SDPI data shows that, in July 2022, the total installed capacity of solar and wind projects in Pakistan stood at 600MW and 1,985MW respectively. Clean energy, however, has its own share of problems. While solar and wind projects may be more affordable, they operate depending on the strength of the sunlight and winds.
For example, in 2015, the 100MW Quaid-eAzam solar project was established in Punjab at a cost of $131 million ($1.31 million per MW). Due to the dust and smog, however, the project is only able to produce 18.5% power against the 100MW installed capacity.
According to Nepra, seven years later the cost of setting up Zorlu Solar Pakistan, a 100 MW solar project in Punjab, was 42% lower – at $75.58 million (almost 76 cents per unit). Similarly, the cost of constructing wind power plants, is even cheaper than that of solar power plants.
According to Nepra, the tariffs determined for wind power plants in the last decade have reduced from Rs12.77/kWh to Rs6.39/kWh.
While nuclear electricity is not counted as a renewable source of energy yet, the cost of fuel in the production of power from nuclear power plants stands to be the lowest among all fuel-run power plants. In October 2022, the cost of fuel in nuclear power output came in at Rs1.07 per unit. At present, there are six nuclear power projects operating in Pakistan.

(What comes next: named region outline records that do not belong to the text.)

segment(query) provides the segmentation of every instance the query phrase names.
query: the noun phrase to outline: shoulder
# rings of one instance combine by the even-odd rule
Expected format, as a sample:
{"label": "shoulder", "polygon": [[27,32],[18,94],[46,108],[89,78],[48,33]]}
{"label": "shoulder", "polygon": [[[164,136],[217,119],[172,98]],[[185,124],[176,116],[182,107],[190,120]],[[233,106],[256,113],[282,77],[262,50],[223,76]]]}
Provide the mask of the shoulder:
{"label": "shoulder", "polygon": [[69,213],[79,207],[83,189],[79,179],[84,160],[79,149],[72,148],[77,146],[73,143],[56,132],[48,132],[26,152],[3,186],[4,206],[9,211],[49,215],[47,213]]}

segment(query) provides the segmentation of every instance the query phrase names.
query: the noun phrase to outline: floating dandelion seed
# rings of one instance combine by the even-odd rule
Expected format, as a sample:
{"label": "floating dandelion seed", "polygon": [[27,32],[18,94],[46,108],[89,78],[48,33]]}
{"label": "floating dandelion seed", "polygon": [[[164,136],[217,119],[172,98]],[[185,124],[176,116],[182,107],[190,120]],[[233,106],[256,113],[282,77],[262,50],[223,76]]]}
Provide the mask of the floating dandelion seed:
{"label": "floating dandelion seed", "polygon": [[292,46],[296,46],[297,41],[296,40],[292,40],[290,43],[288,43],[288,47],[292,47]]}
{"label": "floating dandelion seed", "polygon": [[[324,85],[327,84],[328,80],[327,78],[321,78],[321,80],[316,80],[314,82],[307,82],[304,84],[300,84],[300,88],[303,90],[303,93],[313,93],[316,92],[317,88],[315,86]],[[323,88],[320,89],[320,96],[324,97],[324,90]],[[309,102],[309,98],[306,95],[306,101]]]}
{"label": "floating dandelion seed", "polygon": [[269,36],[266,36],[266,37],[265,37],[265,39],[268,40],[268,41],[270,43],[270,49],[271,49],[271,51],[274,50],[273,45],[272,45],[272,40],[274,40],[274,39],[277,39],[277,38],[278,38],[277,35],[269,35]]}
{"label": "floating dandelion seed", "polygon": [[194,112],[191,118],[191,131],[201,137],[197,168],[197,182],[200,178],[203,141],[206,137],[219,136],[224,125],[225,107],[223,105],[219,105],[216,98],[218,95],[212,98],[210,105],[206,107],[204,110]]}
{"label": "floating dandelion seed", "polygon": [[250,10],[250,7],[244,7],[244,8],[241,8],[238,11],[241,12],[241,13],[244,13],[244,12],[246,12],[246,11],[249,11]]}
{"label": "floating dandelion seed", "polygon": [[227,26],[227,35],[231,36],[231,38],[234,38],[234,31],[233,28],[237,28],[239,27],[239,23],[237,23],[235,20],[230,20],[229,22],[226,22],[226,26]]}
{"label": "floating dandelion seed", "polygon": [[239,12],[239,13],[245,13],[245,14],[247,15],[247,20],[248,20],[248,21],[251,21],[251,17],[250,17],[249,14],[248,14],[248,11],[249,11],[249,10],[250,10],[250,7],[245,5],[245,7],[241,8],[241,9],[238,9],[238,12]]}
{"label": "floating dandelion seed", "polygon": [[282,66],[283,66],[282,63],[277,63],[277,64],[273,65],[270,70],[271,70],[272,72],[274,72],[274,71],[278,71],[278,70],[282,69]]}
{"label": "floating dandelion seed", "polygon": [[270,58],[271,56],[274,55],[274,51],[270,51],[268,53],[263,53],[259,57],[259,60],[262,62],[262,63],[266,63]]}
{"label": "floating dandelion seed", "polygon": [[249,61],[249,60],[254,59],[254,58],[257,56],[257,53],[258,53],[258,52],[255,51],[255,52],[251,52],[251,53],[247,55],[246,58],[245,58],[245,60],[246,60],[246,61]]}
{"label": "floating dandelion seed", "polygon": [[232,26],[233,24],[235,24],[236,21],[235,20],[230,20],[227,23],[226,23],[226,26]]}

The share of nuclear energy stands at 8.8% (3,647MW) in April 2022. While experts concede that the government has planned the energy shift initiatives well, problems occur when the implementation phase begins. Programme Manager of think tank Renewable First, Mustafa Amjad says, “While the government has taken a step in the right direction by announcing the IGCEP 2022-31 and the Alternate and Renewable Energy Policy that targets increasing the share of renewable energy (excluding hydel) to 20% by 2025 and 30% by 2030, their progress is slow.”
One of the reasons for the slow-paced progress is that the government has not opened the projects up to investment from the private sector and is instead based on a government-to-government (G2G) level – pegging progress to political indicators. Either way, Energy Expert, Ammar Khan believes, “We are far, far away from meeting the set goals of 20% renewables in the energy mix by 2025 and 30% by 2030,” indicating that over the next 10-20 years, the country will continue to depend heavily on fossil fuel-based power projects.